India's real estate sector is poised for significant growth, requiring an estimated ₹50 lakh crore in capital over the next decade to facilitate its expansion into a $1 trillion market by 2030 and a projected $5-7 trillion industry by 2047, as detailed in a recent report by Anarock Capital. This vast capital infusion is deemed essential to overcome a variety of financing challenges currently hindering the sector. Issues such as regulatory obstacles, limited access to institutional funding, and elevated borrowing costs—especially for smaller developers—are critically impeding progress. The report emphasizes that restrictions imposed by the Reserve Bank of India (RBI) on bank financing for land acquisitions have compelled developers to seek alternative funding sources, including non-banking financial companies (NBFCs), alternative investment funds (AIFs), and private equity (PE) investors.
The need for diversified capital sources is accentuated by the stringent conditions set by banks, which often require hefty equity contributions and strict adherence to Debt Service Coverage Ratio (DSCR) norms. In contrast, NBFCs and private lenders typically impose higher interest rates, further escalating project costs. Legal challenges, title disputes, and delays in obtaining regulatory approvals also act as significant barriers, contributing to a climate of uncertainty that hampers funding availability. Additionally, high interest rates, tighter RBI regulations concerning refinancing and debt restructuring, and the burden of non-performing assets (NPAs) are further constraining the borrowing capabilities of developers.

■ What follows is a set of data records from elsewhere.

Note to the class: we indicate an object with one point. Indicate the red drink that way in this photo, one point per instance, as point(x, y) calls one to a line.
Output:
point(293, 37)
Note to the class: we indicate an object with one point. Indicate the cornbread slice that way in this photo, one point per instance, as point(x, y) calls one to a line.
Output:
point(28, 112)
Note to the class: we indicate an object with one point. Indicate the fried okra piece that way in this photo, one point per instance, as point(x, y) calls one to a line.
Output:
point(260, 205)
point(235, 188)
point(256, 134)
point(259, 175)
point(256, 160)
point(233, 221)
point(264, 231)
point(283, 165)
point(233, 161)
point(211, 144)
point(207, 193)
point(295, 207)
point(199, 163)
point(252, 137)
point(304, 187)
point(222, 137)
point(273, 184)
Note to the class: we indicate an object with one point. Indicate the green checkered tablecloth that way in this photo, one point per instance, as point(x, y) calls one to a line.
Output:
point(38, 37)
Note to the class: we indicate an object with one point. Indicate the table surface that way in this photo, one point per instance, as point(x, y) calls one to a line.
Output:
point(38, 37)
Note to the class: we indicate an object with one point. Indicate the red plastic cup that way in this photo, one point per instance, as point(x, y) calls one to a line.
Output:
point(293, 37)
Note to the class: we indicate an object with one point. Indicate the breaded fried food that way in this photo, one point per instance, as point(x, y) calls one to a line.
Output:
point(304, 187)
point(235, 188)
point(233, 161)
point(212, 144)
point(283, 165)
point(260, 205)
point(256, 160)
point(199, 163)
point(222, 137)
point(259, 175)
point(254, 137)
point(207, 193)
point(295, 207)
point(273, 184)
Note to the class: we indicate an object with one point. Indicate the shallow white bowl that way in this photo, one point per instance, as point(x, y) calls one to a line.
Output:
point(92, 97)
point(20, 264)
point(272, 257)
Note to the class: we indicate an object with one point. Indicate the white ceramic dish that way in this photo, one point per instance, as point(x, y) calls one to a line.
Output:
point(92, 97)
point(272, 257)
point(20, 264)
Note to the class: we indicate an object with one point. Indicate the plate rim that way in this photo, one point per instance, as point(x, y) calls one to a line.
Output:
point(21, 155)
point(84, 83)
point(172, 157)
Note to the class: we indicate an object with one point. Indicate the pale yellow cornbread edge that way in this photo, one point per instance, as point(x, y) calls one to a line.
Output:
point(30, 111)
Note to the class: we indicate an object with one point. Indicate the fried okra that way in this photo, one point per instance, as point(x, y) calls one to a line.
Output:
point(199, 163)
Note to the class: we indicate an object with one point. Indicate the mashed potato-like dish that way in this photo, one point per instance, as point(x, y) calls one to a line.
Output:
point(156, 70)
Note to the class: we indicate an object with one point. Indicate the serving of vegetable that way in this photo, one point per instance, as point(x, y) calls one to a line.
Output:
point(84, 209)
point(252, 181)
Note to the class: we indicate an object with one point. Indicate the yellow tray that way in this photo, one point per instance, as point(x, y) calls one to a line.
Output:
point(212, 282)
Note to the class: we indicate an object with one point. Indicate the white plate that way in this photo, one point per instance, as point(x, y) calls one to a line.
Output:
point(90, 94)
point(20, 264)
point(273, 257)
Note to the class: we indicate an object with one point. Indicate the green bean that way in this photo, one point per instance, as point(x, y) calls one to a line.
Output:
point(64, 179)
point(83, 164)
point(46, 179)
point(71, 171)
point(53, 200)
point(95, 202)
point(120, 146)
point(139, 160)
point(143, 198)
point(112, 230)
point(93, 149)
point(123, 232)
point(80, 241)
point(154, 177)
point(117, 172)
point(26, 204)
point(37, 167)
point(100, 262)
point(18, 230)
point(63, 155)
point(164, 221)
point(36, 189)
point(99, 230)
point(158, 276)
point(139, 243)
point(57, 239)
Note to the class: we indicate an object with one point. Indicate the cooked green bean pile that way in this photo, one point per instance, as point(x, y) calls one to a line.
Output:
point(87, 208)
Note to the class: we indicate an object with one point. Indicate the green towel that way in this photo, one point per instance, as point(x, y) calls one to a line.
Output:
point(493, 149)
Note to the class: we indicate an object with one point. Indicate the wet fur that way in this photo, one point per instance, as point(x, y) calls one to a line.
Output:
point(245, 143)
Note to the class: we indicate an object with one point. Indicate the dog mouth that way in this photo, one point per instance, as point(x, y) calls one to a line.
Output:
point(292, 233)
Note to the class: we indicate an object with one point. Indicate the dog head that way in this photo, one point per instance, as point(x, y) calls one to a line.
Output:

Experts indicate that the Indian real estate sector is entering a protracted capital expansion cycle, with expectations of increased institutional participation over the coming years. Umesh Gowda H.A. noted that the diversification of funding sources—including AIFs, REITs, NBFCs, and private capital—is playing a pivotal role in bridging financing gaps across various stages of real estate projects, from land acquisition to construction finance and last-mile funding. This diversification reflects a strong end-user demand for housing, which continues to drive growth in housing finance. A significant shift in the funding landscape has occurred, with AIFs emerging as a vital source of growth capital, especially following the 2018 NBFC crisis. As of December 2025, real estate investments accounted for approximately 12% of total AIF investments, translating to nearly $8 billion, according to data from the Securities and Exchange Board of India.
Despite these developments, the report reveals that Tier II and Tier III developers still struggle with limited access to institutional funding, with capital predominantly concentrated among major developers in the most prominent cities. Lalit Parihar underscored the importance of expanding diversified funding channels into emerging markets, particularly as housing demand is expected to rise significantly. Addressing these challenges and ensuring equitable access to funding will be crucial for the sustained growth and development of India's real estate sector in the coming decade.